Arthur Dorros (born Washington, DC, 1950) writes and illustrates books for children. His books include Abuela and Ten Go Tango. Children can visit his website at: http://www.arthurdorros.com/
Tom Feelings (born Brooklyn, New York, 1933; died Mexico, August 25, 2003) wrote and illustrated books for children. Moja Means One: Swahili Counting Book received a 1972 Caldecott Honor Award, and Jambo Means Hello: A Swahili Alphabet Book earned a 1975 Caldecott Honor Award. Something on My Mind received a 1979 Coretta Scott King Honor Award for Illustration. His book Soul Looks Back in Wonder received a 1994 Jane Addams Honor Award and a 1994 Coretta Scott King Award for Illustration. The Middle Passage, perhaps his most known book, earned a 1996 Special Commendation from the Jane Addams Award Committee. Children can learn more at: http://www.bookologymagazine.com/resources/authors-emeritus/feelings-tom/
Lorraine Hansberry (born Chicago, Illinois, 1930; died New York, New York, January 12, 1965) was a playwright. One of her most famous works is A Raisin in the Sun.

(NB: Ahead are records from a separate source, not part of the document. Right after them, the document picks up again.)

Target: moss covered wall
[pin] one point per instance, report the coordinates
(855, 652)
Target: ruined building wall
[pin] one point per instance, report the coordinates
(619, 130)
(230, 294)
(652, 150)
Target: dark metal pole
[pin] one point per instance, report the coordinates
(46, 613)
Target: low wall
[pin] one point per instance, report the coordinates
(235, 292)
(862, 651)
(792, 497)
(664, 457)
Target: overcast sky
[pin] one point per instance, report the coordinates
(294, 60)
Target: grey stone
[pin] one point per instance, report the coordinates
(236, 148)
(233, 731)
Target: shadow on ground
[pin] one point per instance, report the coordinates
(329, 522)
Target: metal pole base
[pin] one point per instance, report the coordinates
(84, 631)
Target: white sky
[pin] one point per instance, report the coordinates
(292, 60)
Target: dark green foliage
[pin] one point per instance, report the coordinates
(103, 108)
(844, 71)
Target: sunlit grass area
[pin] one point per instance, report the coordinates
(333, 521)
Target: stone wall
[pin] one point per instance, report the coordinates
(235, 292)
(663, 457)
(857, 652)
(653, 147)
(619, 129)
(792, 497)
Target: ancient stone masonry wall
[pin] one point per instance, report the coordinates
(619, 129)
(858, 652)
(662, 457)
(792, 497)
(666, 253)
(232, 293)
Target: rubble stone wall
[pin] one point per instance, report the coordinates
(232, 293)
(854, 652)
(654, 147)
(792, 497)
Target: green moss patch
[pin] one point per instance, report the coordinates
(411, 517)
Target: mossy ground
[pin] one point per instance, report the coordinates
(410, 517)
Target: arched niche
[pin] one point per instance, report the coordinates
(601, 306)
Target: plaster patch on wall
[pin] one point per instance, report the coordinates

Malcolm X (born Malcolm Little in Omaha, Nebraska, 1925; assassinated in New York, New York, February 21, 1965) was a civil rights activist. Idea: Children could locate more information on Malcolm X. They could predict what might have happened if he had not been killed.
Sarah Miriam Peale (born Philadelphia, Pennsylvania, 1800; Philadelphia, Pennsylvania, February 4, 1885) painted portraits and still lifes.. She was a member of the famous Peale family. Children could see some of her works at: http://www.the-athenaeum.org/art/list.php?m=a&s=du&aid=1268. Idea: Children could make a family tree of the Peales. Did any offspring of the next generation become artists?
Elise Primavera (born West Long Branch, New Jersey, 1954) illustrates and writes books for children. Her books include the Fred and Anthony series and Auntie Claus. Children can learn more at her website: http://www.eliseprimavera.com/.
Francis R. Scobee (born Cle Elum, West Virginia, 1939; died in Challenger explosion, January 28, 1986) was the commander of the Challenger.